After the trip to San Francisco, $4,200 of the $5,000 will have been spent, and Curtis said he has not asked for any more trips out of state.
"I want to hear what you get out of the conference," said school board chairwoman Ann Tears, and Curtis promised to make a full report.
The other business of the hour-long work session was to re-visit points three and four on the "Timeline of Director's Inappropriate Actions" that Craig Michael presented at the Jan. 15 school board meeting.
First up for discussion was point four, which concerns the principals' evaluations that Curtis prepared; evaluations which Michael characterized as "conflicting and inconsistent."
Curtis explained that he wanted to give the principals feedback on how people - including supervisors of instruction, teachers and parents - perceived them.
"Are you saying this was a wake-up call with no consequences?" asked board member Randy Perryman.
"Yes," replied Curtis, "I wanted to give them perceptions and my expectations. I guess some agreed and some didn't. How do you lead stakeholders toward what we need to do as a district? I told them this was a self-reflection thing."
Michael said that principals he had talked to were very concerned, while Tears said she had received both positive and negative comments, and Gold said she had not heard any negatives.

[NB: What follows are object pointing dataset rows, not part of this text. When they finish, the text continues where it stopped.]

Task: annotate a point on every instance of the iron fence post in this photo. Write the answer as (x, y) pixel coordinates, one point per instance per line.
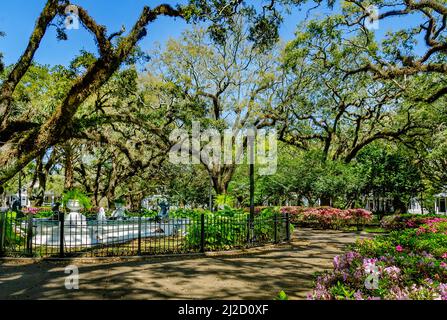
(202, 232)
(61, 234)
(275, 223)
(2, 232)
(287, 226)
(139, 236)
(29, 235)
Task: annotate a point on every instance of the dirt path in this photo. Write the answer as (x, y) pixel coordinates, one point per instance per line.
(260, 274)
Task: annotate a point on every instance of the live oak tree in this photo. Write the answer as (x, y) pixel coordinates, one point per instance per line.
(226, 85)
(24, 139)
(319, 106)
(416, 46)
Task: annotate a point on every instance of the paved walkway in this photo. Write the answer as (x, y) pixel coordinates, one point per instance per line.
(260, 274)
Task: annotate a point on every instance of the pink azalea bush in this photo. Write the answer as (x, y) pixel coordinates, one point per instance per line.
(328, 217)
(403, 265)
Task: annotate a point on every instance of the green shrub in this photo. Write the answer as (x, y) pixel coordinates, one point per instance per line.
(76, 194)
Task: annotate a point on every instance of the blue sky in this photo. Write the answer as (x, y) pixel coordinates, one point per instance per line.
(17, 19)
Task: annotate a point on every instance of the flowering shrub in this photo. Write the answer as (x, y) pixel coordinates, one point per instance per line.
(39, 212)
(404, 221)
(408, 264)
(327, 217)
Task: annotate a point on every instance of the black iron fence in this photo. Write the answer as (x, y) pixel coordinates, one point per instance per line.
(76, 235)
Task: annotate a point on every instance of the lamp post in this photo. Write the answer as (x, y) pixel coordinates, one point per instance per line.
(210, 195)
(251, 145)
(20, 190)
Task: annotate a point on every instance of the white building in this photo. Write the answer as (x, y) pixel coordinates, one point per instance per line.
(380, 204)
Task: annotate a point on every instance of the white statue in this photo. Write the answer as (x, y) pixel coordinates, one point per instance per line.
(74, 217)
(119, 212)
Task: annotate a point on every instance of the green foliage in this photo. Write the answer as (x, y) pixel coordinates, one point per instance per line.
(76, 194)
(228, 228)
(222, 200)
(282, 296)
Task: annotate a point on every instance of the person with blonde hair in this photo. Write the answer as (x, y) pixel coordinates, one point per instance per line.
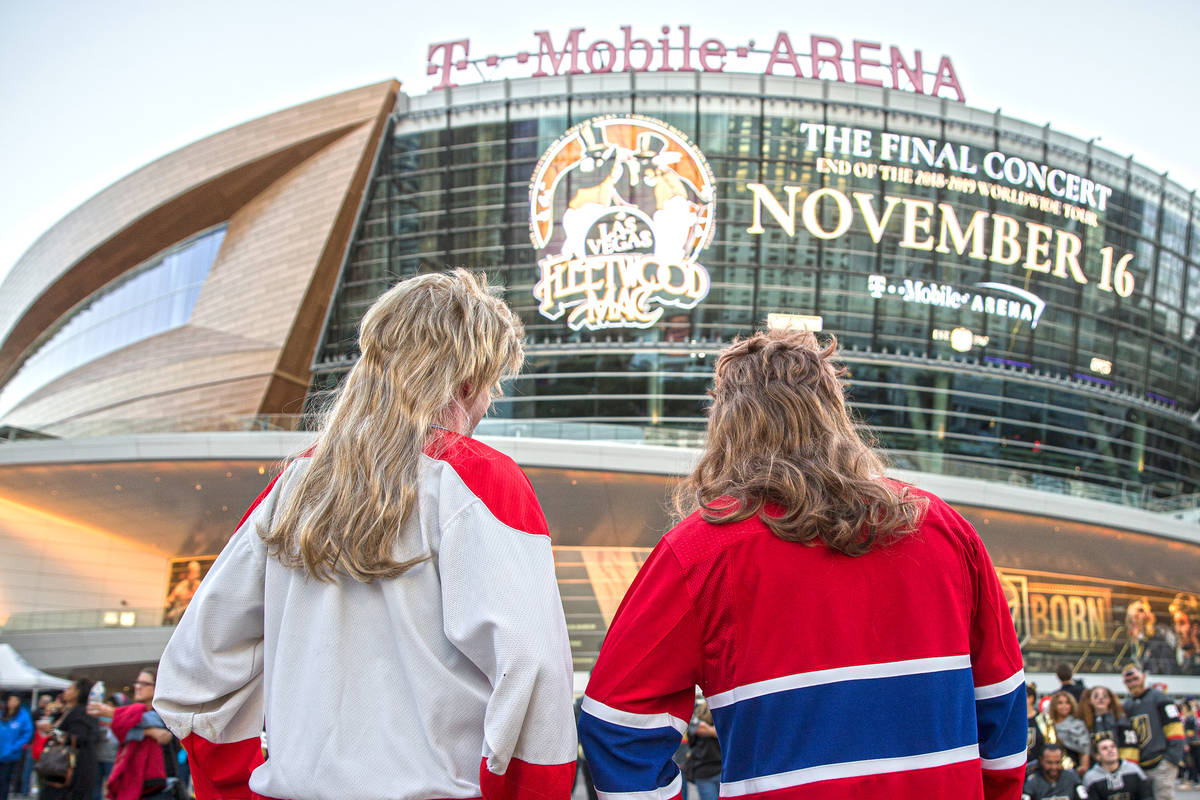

"I personally don't think there's anything needs to be done," Gold said.
"It's a work in progress to help us improve," said Curtis. "It's not intended to be punitive."
Point three relates to Curtis' Memorandum of Expectations to principals, which contains the sentence, "If you cannot abide by these requirements, then please resign or retire and do not force me to reassign you."
Tears reported that principals' comments to her included, "He's the boss" and "I'm doing the best I can do," but went on to say, "I question the choice of words - I don't want it to come back on us."
Gold said that the principals she had spoken with didn't take it as a threat. "One said 'that's a fact: if I don't do my job I know I can be transferred or terminated'."
"Curtis might say he could have done it different," commented board member Mike Keny.
"When you put something on paper you have to live with it for a long time," said Michael, adding, "With the last director we had an issue with intimidation and fear, but he never put anything on paper."
"There should be a better way and Dr. Curtis understands that now," said Tears, effectively closing the topic.
The group moved on to another of Curtis' statements in the "Expectations" memo: "No more extracurricular practices during the school day."
Curtis later explained to the Tribune that he intended this to take effect in the 2009-2010 school year.
"There's room to look at changes and improvements," said Gold. "We want to look at every way to move toward academically focused schools, but I don't know how it's possible to move all the sports to after school. The principals and coaches will have to work it out and make some compromises."
Logistical problems of shared gymnasiums and ball fields without lights were mentioned, along with students' after-school jobs.
"Have you talked to the principals for their input?" asked Perryman.
"Most don't want to do it," replied Curtis. "We're still talking about solutions, and looking at increasing the time on task: in some schools only 50 percent of the time is spent on instruction."
"You said you don't know how to make the schedule work best and that's understandable," said Michael.
"The retire-resign comment, followed by that on practices...if you want input, get it before you send out something like this," he exclaimed.
The group moved on to discuss the trip to San Francisco, and then adjourned.